香川大学は、国際協力機構(JICA)草の根技術協力事業「カンボジア国カンダルスタン郡の衛生教育改善のための学校保健室体制の構築プロジェクト」(2017年2月~2020年2月)やEDU-Port応援プロジェクト「カンボジアにおける学校保健室を基盤とした日本型保健教員養成モデルの開発事業」(2018~2019年)等を通じて、学校保健の普及に努めてきました。本会は、それらの取組の成果や今後の展開等について報告することを目的に開催されました。
(写真1:報告会の様子 1)
(写真2:報告会の様子 2)
取組の成果
日本型学校保健室を、カンボジアの学校へ技術移転することによって衛生教育の普及事業を行った本取組では、以下の成果が報告されました。
・カンボジア初の学校保健テキストの作成
従来のカンボジアの小学校の教科書「サイエンス」から学校保健事項を抽出し、日本の学校保健教科書をモデルにカンボジアで初めてとなる、学校保健テキストを、児童用・教師用、英語版・クメール語版で作成しました。本学校保健テキストは、カンボジア保健省と教育青年スポーツ省(以下、教育省)の認定を受け、版権がカンボジア政府に無償譲渡され、正式な副読本となりました。
(写真3:香川大学で編纂しカンボジア政府に版権を譲渡したカンボジア初の学校保健テキストをみるモンステア小学校児童)

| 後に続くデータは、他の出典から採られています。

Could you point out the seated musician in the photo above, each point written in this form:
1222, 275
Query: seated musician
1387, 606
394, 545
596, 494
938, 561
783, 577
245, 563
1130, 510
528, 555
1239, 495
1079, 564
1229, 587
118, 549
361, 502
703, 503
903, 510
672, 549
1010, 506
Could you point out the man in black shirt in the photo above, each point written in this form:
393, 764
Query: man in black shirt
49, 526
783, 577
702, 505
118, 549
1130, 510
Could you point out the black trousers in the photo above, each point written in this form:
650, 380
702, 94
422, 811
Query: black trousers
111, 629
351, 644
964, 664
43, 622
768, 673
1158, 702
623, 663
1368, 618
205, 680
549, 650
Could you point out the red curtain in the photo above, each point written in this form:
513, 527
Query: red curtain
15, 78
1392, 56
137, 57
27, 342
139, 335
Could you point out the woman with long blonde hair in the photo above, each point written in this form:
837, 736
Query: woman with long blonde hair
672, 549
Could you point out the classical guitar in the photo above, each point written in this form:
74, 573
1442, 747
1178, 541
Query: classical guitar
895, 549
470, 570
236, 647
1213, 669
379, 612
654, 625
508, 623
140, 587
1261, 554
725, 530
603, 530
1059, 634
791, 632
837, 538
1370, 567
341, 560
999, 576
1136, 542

(写真4:香川大学開発のカンボジア学校保健テキストをもとに手洗い方法を指導するプロジェクトマネージャー)
・学校保健室の体制作り
また、ターゲット地区カンダルスタン郡全32小学校では、保健室担当教員の育成や保健室管理を含む学校保健室体制作りにも注力しました。保健担当教員による来室者記録管理・症状管理を徹底することで、来室増加時期などの傾向を把握することができるようになりました。また、保健担当教員の技術開発のために応急手当や、救急箱の適切な管理方法、保護者との連携などを指導しました。

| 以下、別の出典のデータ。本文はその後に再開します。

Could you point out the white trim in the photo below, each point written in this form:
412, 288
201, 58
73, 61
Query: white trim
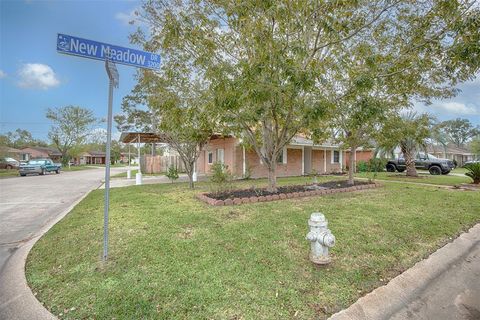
303, 160
325, 160
208, 156
340, 159
244, 164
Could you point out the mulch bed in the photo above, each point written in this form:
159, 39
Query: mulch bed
254, 195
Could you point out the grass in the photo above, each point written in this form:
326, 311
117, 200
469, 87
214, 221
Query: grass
76, 168
423, 177
8, 173
174, 257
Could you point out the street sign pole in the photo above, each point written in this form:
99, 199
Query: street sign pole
113, 82
85, 48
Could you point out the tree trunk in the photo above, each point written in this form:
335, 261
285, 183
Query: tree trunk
409, 163
272, 178
351, 167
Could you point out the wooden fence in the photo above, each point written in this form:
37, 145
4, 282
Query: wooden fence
159, 164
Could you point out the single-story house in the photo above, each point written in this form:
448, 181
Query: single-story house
11, 153
300, 157
41, 152
451, 152
90, 157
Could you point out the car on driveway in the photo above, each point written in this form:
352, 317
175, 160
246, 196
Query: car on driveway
9, 163
423, 161
39, 166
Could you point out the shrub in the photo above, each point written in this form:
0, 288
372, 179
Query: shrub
221, 177
473, 172
172, 173
362, 166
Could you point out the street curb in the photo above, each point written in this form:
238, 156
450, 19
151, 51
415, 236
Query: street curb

(写真5:日本型保健室で保健担当者からけがの手当てをうける児童)
(写真6:手作りブラックライトボックスで洗い残し検出を行う日本型保健室担当者)
・モデルトイレと手洗い場モデルの建設
3つ目の成果は、カンダルスタンの対象3小学校へのモデルトイレと手洗い場モデルの香川大学オリジナル設計とこれに基づく建設です。暗く、汚れたイメージだったトイレに、熱波を避ける二重屋根、明かり取りを設けるなどの工夫をしました。また、女子専用トイレが無かったため、女子用モデルトイレを新たに建設しました。途中、作業行程増加や物価高騰により、資金が不足する事態が生じましたが、クラウドファンディングを通じ、モデルトイレ建設が無事完成しました。
(写真7:カンボジア教育省学校保健局長(上段右から3人目)とトレア小学校のトイレ清掃を視察)
(写真8:カンボジア教育省標準トイレの香川大学改編モデルとして香川大学が建設した女子トイレ前でウットンポー小学校の児童ら)
香川モデルの導入へ
以上のような取組の中で、香川大学はカンダール州11郡全体の学校に5回にわたるニュースレターの配布など積極的な広報を行いました。また、政府・地方行政担当者が日本型の学校保健室の必要性を理解し、政策として実視していくために必要な具体的なイメージを提供する過程の中で、カンダルスタン郡の日本型保健室に配置された保健担当者等が、モデルとしての役割を務めました。結果、2019年6月に閣議決定されたカンボジア学校保健国家計画には保健室導入を促進することが明記されました。また、政府による日本型保健室モデルが、首都プノンペンに開設され、今後さらに増設されるとのことです。印刷製本された同計画の裏表紙には香川大学のロゴも印刷され、中央政府、カンボジア全土に配布されます。その他にも、香川モデルは本計画の中で、「健康教育」や「健康スキル」などの概念や、ごみの分別と管理、トイレの建設、「クリーンスクール」の競争運動、薬物や性に関するカウンセリングを行うような多目的部屋の設置などに多数反映されています。
2020年2月には、同大学清水裕子先生らが教育省ハンチョン・ナロン大臣と3回目の面談をさせていただき、「香川モデルをカンボジアの学校保健包括プログラムとして今後、整備・実施していく」の言葉と共に感謝状をいただきました。
今後の抱負
本年度より、後継事業として、EDU-Portニッポンの調査研究事業「香川大学衛生教育および学校保健室体制モデルの進展事業」が始まりました。今後は、香川県とも連携し、カンボジア教育省・保健省、カンボジア健康科学大学と共に、学校健康診断データの一元管理システムの整備と学校保健教育研究者の育成システムを構築していく予定となっています。